Нужны воины, быстроходные дромоны, огонь Каллиника и победы, чтобы охранять эти прозаические караванные дороги. Что такое победа? Соединения холодного расчета, реальных сил и еще чего-то, что не поддается никакому учету. Ничто не интересует так человека, как собственная прибыль. Однако существует что-то более высокое, чем нажива, какие-то неясные помыслы, которые влекут народы к страшным и величественным судьбам. Как соединить торговые расчеты русской торговли и страсть Владимира к Анне? Не объясняется ли все стремлением человека к бессмертию и неудовлетворенностью его нашей краткой земной жизнью? Какая сила толкает варваров на мировую арену? Огромное количество их или мечта о чем-то прекрасном, чего никому до них не удалось осуществить на земле?

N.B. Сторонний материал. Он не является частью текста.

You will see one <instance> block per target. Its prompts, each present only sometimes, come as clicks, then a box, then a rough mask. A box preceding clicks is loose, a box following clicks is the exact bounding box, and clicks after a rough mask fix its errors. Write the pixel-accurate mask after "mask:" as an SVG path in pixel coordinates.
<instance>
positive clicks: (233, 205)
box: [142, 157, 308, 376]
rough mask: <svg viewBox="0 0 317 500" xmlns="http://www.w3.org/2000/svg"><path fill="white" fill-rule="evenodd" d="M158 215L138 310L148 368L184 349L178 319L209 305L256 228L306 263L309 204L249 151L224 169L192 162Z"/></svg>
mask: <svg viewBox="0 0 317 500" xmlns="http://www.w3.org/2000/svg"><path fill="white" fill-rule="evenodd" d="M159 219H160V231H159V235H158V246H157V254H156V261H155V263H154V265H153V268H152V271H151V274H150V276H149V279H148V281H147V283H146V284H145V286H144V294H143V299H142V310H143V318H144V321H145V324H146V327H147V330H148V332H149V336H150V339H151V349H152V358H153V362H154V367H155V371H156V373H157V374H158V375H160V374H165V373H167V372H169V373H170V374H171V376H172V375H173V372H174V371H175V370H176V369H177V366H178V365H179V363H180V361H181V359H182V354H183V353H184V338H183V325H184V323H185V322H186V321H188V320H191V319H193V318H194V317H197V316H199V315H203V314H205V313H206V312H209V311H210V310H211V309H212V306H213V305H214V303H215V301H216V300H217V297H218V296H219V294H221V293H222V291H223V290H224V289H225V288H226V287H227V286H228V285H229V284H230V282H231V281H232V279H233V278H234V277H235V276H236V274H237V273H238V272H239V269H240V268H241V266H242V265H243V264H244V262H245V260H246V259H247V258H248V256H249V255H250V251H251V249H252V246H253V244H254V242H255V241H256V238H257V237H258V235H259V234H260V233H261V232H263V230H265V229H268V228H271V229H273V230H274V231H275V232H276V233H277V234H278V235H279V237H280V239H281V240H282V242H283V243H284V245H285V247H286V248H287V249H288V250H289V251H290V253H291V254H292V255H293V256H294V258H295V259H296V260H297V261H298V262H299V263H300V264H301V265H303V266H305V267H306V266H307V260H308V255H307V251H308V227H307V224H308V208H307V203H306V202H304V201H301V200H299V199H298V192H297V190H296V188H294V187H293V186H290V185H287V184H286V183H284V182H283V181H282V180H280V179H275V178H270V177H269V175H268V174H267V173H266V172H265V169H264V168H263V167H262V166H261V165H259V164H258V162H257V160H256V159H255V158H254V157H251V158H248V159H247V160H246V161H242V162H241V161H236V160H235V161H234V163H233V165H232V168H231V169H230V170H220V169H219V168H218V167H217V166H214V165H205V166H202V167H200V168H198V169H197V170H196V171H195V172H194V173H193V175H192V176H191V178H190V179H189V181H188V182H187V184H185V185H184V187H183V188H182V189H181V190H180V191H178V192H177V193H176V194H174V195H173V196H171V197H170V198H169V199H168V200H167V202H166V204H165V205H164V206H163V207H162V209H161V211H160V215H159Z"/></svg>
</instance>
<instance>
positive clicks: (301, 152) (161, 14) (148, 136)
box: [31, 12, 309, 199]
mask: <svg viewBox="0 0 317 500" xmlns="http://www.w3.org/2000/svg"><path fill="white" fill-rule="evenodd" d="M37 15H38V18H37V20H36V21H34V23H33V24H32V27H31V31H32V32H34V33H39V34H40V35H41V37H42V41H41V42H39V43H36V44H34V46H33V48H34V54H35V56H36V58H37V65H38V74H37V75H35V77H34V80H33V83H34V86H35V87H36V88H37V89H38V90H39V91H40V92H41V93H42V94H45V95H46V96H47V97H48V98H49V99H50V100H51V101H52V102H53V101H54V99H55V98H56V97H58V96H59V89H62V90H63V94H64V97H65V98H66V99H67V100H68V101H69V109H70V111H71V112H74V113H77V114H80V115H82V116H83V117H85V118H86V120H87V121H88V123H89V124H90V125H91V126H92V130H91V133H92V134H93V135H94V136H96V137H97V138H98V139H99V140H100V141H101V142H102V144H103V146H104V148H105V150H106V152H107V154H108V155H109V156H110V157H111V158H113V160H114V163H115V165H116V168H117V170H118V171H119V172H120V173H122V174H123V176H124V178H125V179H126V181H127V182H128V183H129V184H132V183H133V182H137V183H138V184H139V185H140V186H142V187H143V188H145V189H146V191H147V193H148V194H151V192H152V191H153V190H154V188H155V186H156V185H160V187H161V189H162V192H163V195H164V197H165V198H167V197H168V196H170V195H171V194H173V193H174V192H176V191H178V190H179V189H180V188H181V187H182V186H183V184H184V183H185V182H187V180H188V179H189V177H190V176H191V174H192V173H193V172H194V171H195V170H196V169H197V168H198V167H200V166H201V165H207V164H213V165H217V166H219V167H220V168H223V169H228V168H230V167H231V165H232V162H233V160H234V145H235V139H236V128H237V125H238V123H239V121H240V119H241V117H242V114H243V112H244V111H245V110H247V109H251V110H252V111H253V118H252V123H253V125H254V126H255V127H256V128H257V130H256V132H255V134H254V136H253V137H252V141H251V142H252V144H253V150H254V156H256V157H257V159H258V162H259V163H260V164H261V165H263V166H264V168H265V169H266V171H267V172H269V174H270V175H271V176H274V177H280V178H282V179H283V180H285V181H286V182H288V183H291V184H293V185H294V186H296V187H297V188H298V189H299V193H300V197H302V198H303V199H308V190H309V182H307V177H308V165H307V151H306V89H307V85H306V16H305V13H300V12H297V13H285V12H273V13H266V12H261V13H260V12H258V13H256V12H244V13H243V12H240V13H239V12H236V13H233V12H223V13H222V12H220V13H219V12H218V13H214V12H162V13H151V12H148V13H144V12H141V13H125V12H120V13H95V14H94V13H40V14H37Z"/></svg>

Такие мысли приходили мне в голову, когда я надевал алаксимены, собираясь на очередное собрание в доме стратега. Служитель подавал мне красный скарамангий. Я надевал его, и эта длинная одежда сразу же отделяла мое тело со всеми его слабостями от внешнего мира. Вместе с тем она защищала меня от холода и от всех влияний атмосферы, а также от тех враждебных эманации, что излучают люди и животные. Я опоясывался поясом, и тело мое приобретало в нем опору, необходимую для мужа в его предприятиях. Поверх я набрасывал на плечи черную хламиду с вышитым на правой поле золотым тавлием, и это одежда, украшенная внизу серебряными бубенцами, указывала на занимаемое мною в ромейском мире место. Золотая цепь на шее и вышитая золотом черная обувь довершали мой наряд. Уже не было тела, оно пряталось в складках материй, в золоте и в парчовых украшениях. Бубенцы символизировали мою ревность в непрестанном труде. Всюду, куда бы я ни шел, они возвещали тихим звоном о моей готовности служить христианскому делу.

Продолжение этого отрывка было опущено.